De verdachte dient daarnaast te worden veroordeeld in de kosten die de benadeelde partij ten behoeve van de tenuitvoerlegging van deze uitspraak moet maken.
Naar het oordeel van de rechtbank levert de behandeling van het resterende gedeelte van de vordering van de benadeelde partij, te weten de gestelde schade wegens extra woonlasten, een onevenredige belasting van het strafgeding op.
Gelet hierop zal de rechtbank bepalen dat de benadeelde partij in dat deel van de vordering niet ontvankelijk is. De benadeelde partij kan dit deel van de vordering desgewenst bij de burgerlijke rechter aanbrengen.
10. Schadevergoeding als maatregel
De officier van justitie heeft gevorderd om aan de verdachte ter zake van de vordering van de benadeelde partij ook de schadevergoedingsmaatregel op te leggen.
De rechtbank zal de schadevergoedingsmaatregel niet opleggen omdat als wettelijke voorwaarde voor de oplegging van deze maatregel geldt dat de verdachte wegens een strafbaar feit wordt veroordeeld. Daarvan is in deze zaak geen sprake, nu de verdachte, zoals uit de inhoud van dit vonnis blijkt, zal worden ontslagen van rechtsvervolging.

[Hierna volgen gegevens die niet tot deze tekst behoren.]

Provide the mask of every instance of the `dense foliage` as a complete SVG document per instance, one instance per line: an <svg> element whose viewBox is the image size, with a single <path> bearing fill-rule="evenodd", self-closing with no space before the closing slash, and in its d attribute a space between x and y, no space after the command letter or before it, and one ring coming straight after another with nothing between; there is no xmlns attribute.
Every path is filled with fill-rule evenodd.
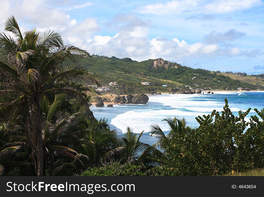
<svg viewBox="0 0 264 197"><path fill-rule="evenodd" d="M144 176L142 166L130 163L120 162L107 164L104 166L88 168L81 176Z"/></svg>
<svg viewBox="0 0 264 197"><path fill-rule="evenodd" d="M158 125L152 126L165 156L157 175L220 175L264 167L264 109L255 109L262 120L251 116L246 122L250 109L237 117L225 101L221 113L214 110L196 118L200 125L196 129L176 118L165 120L170 128L167 136Z"/></svg>

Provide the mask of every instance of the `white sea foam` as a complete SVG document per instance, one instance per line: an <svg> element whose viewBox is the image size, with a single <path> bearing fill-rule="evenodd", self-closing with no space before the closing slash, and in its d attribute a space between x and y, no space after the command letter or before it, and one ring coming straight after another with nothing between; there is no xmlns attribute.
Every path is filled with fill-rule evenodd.
<svg viewBox="0 0 264 197"><path fill-rule="evenodd" d="M127 127L128 126L133 128L135 133L140 133L142 130L149 132L151 126L158 123L160 128L166 131L168 128L167 124L161 121L168 116L184 117L188 122L190 123L196 121L195 117L205 114L206 113L186 112L176 109L130 111L118 115L112 119L111 124L120 129L123 133L126 132Z"/></svg>
<svg viewBox="0 0 264 197"><path fill-rule="evenodd" d="M217 92L218 94L220 92ZM223 92L225 94L244 94L243 92ZM223 110L225 105L224 100L216 100L215 95L194 94L170 94L150 95L149 102L161 103L164 108L171 107L169 109L152 108L152 109L133 109L137 105L115 105L118 107L126 106L130 109L130 111L119 114L112 120L110 123L122 132L126 132L128 126L134 129L134 132L140 133L142 130L149 132L152 125L158 124L164 131L168 130L168 124L162 120L168 116L184 117L190 125L197 125L195 118L198 116L211 114L214 109L220 112ZM147 104L150 104L149 103ZM153 103L152 106L155 106ZM241 108L241 107L242 107ZM137 107L138 108L138 107ZM242 106L239 103L230 104L231 111L235 113L240 110L245 112L247 106ZM139 109L140 109L140 108ZM247 119L248 121L248 119Z"/></svg>

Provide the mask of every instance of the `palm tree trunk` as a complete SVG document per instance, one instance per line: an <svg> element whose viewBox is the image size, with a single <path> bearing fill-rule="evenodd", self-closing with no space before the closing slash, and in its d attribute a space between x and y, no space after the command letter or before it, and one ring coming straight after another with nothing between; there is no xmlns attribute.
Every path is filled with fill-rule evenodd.
<svg viewBox="0 0 264 197"><path fill-rule="evenodd" d="M38 174L37 176L43 175L43 144L42 133L40 129L40 107L38 98L37 97L34 102L34 106L36 107L36 119L34 131L37 135L38 151Z"/></svg>
<svg viewBox="0 0 264 197"><path fill-rule="evenodd" d="M38 138L38 176L43 176L43 145L42 136L39 134Z"/></svg>
<svg viewBox="0 0 264 197"><path fill-rule="evenodd" d="M43 176L45 176L45 171L46 171L46 156L44 155L43 159Z"/></svg>

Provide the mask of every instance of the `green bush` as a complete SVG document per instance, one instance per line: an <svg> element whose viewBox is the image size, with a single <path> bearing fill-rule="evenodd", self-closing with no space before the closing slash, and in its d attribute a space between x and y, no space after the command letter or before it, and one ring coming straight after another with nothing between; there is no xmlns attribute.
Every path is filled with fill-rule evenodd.
<svg viewBox="0 0 264 197"><path fill-rule="evenodd" d="M220 175L264 167L264 109L255 109L262 120L251 116L247 123L244 118L250 108L240 111L237 117L231 112L227 100L225 102L221 114L215 110L196 118L200 126L196 129L184 124L179 127L176 118L166 120L170 134L162 136L160 130L158 136L165 153L163 167L154 174ZM158 133L158 128L155 128L154 134Z"/></svg>
<svg viewBox="0 0 264 197"><path fill-rule="evenodd" d="M141 167L132 163L121 164L119 162L111 163L106 166L90 167L81 176L144 176Z"/></svg>

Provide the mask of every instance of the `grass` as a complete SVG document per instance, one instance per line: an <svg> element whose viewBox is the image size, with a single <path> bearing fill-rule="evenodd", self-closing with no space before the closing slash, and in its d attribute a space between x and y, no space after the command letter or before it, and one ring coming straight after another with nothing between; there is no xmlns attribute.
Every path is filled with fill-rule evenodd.
<svg viewBox="0 0 264 197"><path fill-rule="evenodd" d="M235 172L227 176L264 176L264 169L256 169L244 172Z"/></svg>
<svg viewBox="0 0 264 197"><path fill-rule="evenodd" d="M249 83L253 85L264 86L264 79L260 77L251 76L250 75L240 76L224 73L218 73L218 74L221 74L226 76L229 76L232 79L239 80L240 81Z"/></svg>

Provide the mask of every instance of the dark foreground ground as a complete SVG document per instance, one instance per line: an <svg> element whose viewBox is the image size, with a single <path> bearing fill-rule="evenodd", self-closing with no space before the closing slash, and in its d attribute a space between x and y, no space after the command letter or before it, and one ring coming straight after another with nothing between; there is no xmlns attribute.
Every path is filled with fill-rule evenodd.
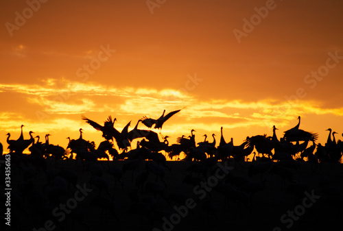
<svg viewBox="0 0 343 231"><path fill-rule="evenodd" d="M80 161L59 161L55 165L49 160L47 171L54 178L45 187L50 178L44 172L35 174L30 164L22 165L22 169L12 165L11 228L40 231L342 230L342 165L324 164L320 170L318 167L314 172L312 166L306 162L295 165L273 162L261 181L259 175L249 178L248 169L252 165L263 163L242 162L228 173L222 168L233 167L234 162L230 162L230 167L220 162L204 175L187 171L195 162L170 161L167 162L170 171L162 167L166 182L163 189L163 181L159 178L156 181L152 168L147 180L142 181L143 186L137 186L137 175L144 175L141 173L146 169L145 161L134 171L133 180L132 171L128 171L123 175L123 185L115 184L109 168L120 169L125 162L102 161L83 171ZM273 169L276 165L276 169ZM78 186L67 186L68 176L56 177L62 170L71 172L70 175L75 174ZM92 177L101 174L99 171L102 171L102 176ZM193 177L189 178L189 184L182 183L189 175ZM286 176L285 185L281 175ZM148 186L147 182L150 182ZM83 193L80 188L84 189ZM249 192L255 191L250 196ZM2 204L7 199L5 193ZM65 205L65 212L61 205ZM53 210L55 215L51 214Z"/></svg>

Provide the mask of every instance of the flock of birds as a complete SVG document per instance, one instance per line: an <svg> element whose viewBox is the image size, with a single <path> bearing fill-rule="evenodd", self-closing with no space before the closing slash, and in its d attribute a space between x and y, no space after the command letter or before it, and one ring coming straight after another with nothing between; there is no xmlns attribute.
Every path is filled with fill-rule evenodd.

11. Toepasselijke wettelijke voorschriften
De beslissing berust op de artikelen 37a, 37b, 45 en 289 van het Wetboek van Strafrecht zoals deze artikelen luidden ten tijde van het bewezen verklaarde.
Verklaart bewezen dat de verdachte het ten laste gelegde, zoals hierboven in de rubriek BEWEZENVERKLARING aangeduid, heeft begaan.
Verklaart niet bewezen hetgeen aan de verdachte meer of anders is ten laste gelegd dan hierboven in de rubriek BEWEZENVERKLARING bewezen is verklaard en spreekt hem daarvan vrij.
Verstaat dat het bewezen verklaarde oplevert de hierboven in de rubriek STRAFBAARHEID VAN HET BEWEZEN VERKLAARDE vermelde strafbare feit.
Verklaart de verdachte voor het bewezen verklaarde niet strafbaar.
Ontslaat de verdachte van alle rechtsvervolging.
Gelast de terbeschikkingstelling van de verdachte.
Beveelt dat de ter beschikking gestelde van overheidswege zal worden verpleegd.
Wijst toe de vordering van de benadeelde partij [slachtoffer] tot het hierna te noemen bedrag.
Veroordeelt de verdachte tot het betalen van een bedrag van € 3.370,72 (drieduizenddriehonderdzeventig euro en tweeënzeventig cent) als schadevergoeding.
Veroordeelt de verdachte voorts in de kosten die de benadeelde partij ten behoeve van de tenuitvoerlegging van deze uitspraak moet maken.
Verklaart de benadeelde partij in het resterende deel van de vordering niet ontvankelijk.
Dit vonnis is gewezen door
mr. P.H.B. Littooy, voorzitter,
mr. A. van der Perk en mr. E.K. Veldhuijzen van Zanten, rechters,
in tegenwoordigheid van J.K. Krijnen, griffier, en uitgesproken op de openbare terechtzitting van deze rechtbank van 23 februari 2011.